Search This Blog

Wednesday, May 15, 2013

Teradata Utilities


Teradata Utilities

Below article shows the details of various Teradata Utilites and their usage.

BTEQ:

BTEQ is batch-mode utility for submitting SQL requests to the Teradata database. It runs on every supported platform – laptop to mainframe. It can both export/import data to/from client system.

Instead of checking error code or error level after each statement, use the following setting at the beginning of the script. This sets the error severity level at which BTEQ terminates to 1.
.MAXERROR 1

Thus, any error condition which results in an error level of 1 or greater will cause the program to terminate, returning the error code that caused the MAXERROR condition to trigger. (MAXERROR is NOT the maximum number of errors allowed).
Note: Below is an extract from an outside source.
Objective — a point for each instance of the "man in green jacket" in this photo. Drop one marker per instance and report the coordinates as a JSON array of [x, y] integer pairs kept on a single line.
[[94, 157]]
Under certain conditions, it may be desirable to have certain error conditions not trigger the session to exit. Such an example is dropping a table or view, but not wanting to abort the session if that table/view does not exist. This can be accomplished by having the DROP statement as the first statement and .MAXERROR 1 as the second statement.

If your need to have the DROP object statement after some SQL statement (cannot be the first statement), the method to accomplish this is to set the error level associated with the error code.
.SET ERRORLEVEL 3807 SEVERITY 0
Then to reset the error level to be checked again you do the following:
.SET ERRORLEVEL 3807 SEVERITY 8
(8 is the default error level of the 3807 error, table/view does not exist).
You can find ERRORLEVEL for specific ERRORCODE in the BTEQ manual.
If you are going to use this functionality, it is very important to reset the ERRORLEVEL back to its default before processing any statement where you want that error condition to abort the script.
If need to implement loops in BTEQ script ,  can use following syntax/logic

Sql stmnt;

If activitycount ……

  =n ; ( how many times want to repeat the loop ).

Bteq Export

All bteq export processes should use the ‘close’ option of the export command and the 'set retry off' to ensure that the process aborts immediately upon a DBMS restart.  If not, the export will reconnect sessions when Teradata is available again, retransmitting rows already sent.

Bteq Import

All bteq import processes populating empty tables should be preceded by a delete of that table for restartability. Import will not automatically reconnect sessions after a Teradata restart.  The job must be manually restarted.


FASTLOAD:


Purpose: Loads large amount of data from external file into an empty table at high speed

Restriction:
Only load one empty table with 1 fast load job.
Tables defined with Referential integrity, secondary indexes, join indexes, hash indexes or triggers cannot be loaded with FastLoad.
Duplicate rows cannot be loaded into a multiset table with FastLoad.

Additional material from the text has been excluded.